The latest numbers give cause for concern. Over the past three months, wholesale prices are up at a 4.5 percent annualized rate. In the past, many of those increases were not being passed through to consumers. But that's doesn't seem to be the case now. In February, the consumer price index (CPI) rose 0.4 percent, the fastest pace in four months.
Behind the rising prices are a host of economic changes.
The US dollar has fallen against the euro, which makes imports from Europe more expensive. Import prices are up nearly 3 percent year over year and rising. "Basically, it is a mirror image of the second half of the 1990s, when we had the dollar rising and simultaneously falling import prices," says Mr. DeKaser.
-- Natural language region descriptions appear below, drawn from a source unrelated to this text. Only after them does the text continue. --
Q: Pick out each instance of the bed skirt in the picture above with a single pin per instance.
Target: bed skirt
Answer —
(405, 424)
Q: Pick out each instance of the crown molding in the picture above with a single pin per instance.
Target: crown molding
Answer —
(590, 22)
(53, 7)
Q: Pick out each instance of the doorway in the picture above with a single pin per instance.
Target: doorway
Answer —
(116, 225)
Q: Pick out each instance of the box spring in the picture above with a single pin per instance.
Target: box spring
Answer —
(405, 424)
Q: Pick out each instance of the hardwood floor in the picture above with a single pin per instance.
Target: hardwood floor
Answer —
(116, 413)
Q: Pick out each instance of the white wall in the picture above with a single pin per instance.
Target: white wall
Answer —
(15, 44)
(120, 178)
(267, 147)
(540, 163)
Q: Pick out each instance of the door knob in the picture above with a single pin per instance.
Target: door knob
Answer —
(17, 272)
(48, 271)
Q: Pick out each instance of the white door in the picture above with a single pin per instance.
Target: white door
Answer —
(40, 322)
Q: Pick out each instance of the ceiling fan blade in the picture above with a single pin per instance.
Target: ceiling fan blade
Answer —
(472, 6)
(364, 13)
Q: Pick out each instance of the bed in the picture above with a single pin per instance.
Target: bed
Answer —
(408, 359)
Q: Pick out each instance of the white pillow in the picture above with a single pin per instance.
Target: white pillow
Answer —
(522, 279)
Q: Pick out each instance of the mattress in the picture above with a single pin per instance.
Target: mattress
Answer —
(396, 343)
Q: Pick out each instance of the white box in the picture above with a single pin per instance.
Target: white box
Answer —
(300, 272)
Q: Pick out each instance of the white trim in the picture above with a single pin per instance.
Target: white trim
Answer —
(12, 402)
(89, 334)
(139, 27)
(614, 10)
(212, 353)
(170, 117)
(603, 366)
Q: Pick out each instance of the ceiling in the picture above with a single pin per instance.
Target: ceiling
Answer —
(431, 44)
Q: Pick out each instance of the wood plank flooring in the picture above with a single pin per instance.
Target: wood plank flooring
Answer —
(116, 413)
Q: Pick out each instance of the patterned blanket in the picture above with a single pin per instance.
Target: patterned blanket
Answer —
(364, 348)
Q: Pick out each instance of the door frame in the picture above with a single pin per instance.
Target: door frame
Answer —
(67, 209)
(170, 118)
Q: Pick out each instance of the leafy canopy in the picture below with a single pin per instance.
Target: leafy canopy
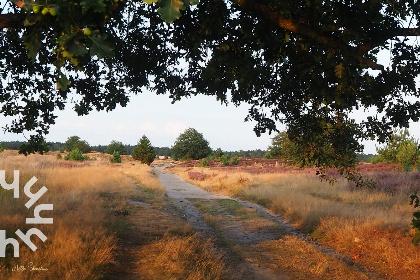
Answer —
(305, 63)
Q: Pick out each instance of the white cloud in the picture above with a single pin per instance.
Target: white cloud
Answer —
(174, 128)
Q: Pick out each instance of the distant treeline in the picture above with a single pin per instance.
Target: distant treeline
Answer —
(160, 151)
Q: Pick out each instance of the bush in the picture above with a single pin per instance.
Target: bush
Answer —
(224, 159)
(115, 146)
(204, 163)
(75, 154)
(401, 149)
(74, 142)
(144, 151)
(190, 145)
(235, 160)
(116, 157)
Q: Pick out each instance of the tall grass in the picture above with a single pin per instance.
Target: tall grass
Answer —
(370, 225)
(176, 257)
(78, 243)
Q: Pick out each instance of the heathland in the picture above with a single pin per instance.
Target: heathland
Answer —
(114, 221)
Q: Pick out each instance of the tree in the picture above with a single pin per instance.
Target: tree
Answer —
(190, 145)
(402, 149)
(116, 146)
(116, 157)
(304, 63)
(283, 148)
(144, 151)
(74, 142)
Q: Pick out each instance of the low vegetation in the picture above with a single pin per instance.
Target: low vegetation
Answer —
(93, 213)
(370, 226)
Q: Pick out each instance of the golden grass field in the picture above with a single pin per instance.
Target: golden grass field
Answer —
(371, 226)
(90, 240)
(83, 241)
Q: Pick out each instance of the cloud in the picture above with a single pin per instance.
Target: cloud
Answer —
(175, 128)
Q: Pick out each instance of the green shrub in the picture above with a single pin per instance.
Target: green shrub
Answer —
(75, 154)
(191, 145)
(401, 148)
(224, 159)
(144, 151)
(115, 146)
(116, 158)
(204, 163)
(235, 160)
(74, 142)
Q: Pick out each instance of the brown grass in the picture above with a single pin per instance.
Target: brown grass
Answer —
(78, 243)
(370, 226)
(82, 243)
(176, 257)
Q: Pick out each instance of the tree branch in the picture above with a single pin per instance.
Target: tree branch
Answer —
(305, 30)
(11, 20)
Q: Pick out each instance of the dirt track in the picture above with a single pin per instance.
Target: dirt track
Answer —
(247, 233)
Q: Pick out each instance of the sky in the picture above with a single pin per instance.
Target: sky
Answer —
(162, 122)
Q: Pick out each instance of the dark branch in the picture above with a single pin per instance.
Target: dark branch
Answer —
(306, 31)
(11, 20)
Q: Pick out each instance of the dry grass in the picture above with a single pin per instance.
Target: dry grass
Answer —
(82, 242)
(78, 243)
(178, 257)
(370, 226)
(144, 176)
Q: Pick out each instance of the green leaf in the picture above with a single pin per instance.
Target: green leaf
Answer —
(170, 9)
(63, 83)
(97, 5)
(100, 46)
(339, 70)
(76, 48)
(191, 2)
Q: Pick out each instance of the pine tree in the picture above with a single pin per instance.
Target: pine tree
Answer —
(144, 152)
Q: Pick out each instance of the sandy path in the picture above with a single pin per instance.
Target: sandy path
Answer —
(180, 191)
(246, 236)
At the same time, many weaker companies have gone out of business or been merged with other companies. This has increased corporate "pricing power," an effect the Fed has noticed. "Firms are telling the Fed this anecdotally, but it is not statistically well established yet," says Bob Brusca of FAO-Economics in New York.
The one area where it is showing up is energy, says Mr. Brusca, who worries about pricing pressures so early in the energy price run-up. "How much worse will it get?" he asks. Thursday morning, the oil futures market rebounded somewhat after a steep sell-off on Wednesday. An explosion at a BP oil refinery in Texas City helped push the price of gasoline up by almost 2.5 cents a gallon on the futures market on Thursday morning (see related story, page 2).
Although economists stress that it's still early to become scared of inflation, they also say its uptick may have some deeper implications for the economy. "How will the Fed respond?" asks Dean Baker, an economist with the Center for Economic and Policy Research in Washington. "Greenspan has the reputation as an inflation fighter."
The latest numbers have caused the bond markets to wonder if the Fed would raise interest rates by as much as half a percentage point soon. Before doing this, the Fed would want to warn the markets in advance - probably in its next Open Market meeting May 3. "He does not want to shock the markets," says Mr. Baker.
Inflation has not been much of a worry in the US for some time. According to InflationData.com, the rate of inflation has not been above 3 percent since 2001.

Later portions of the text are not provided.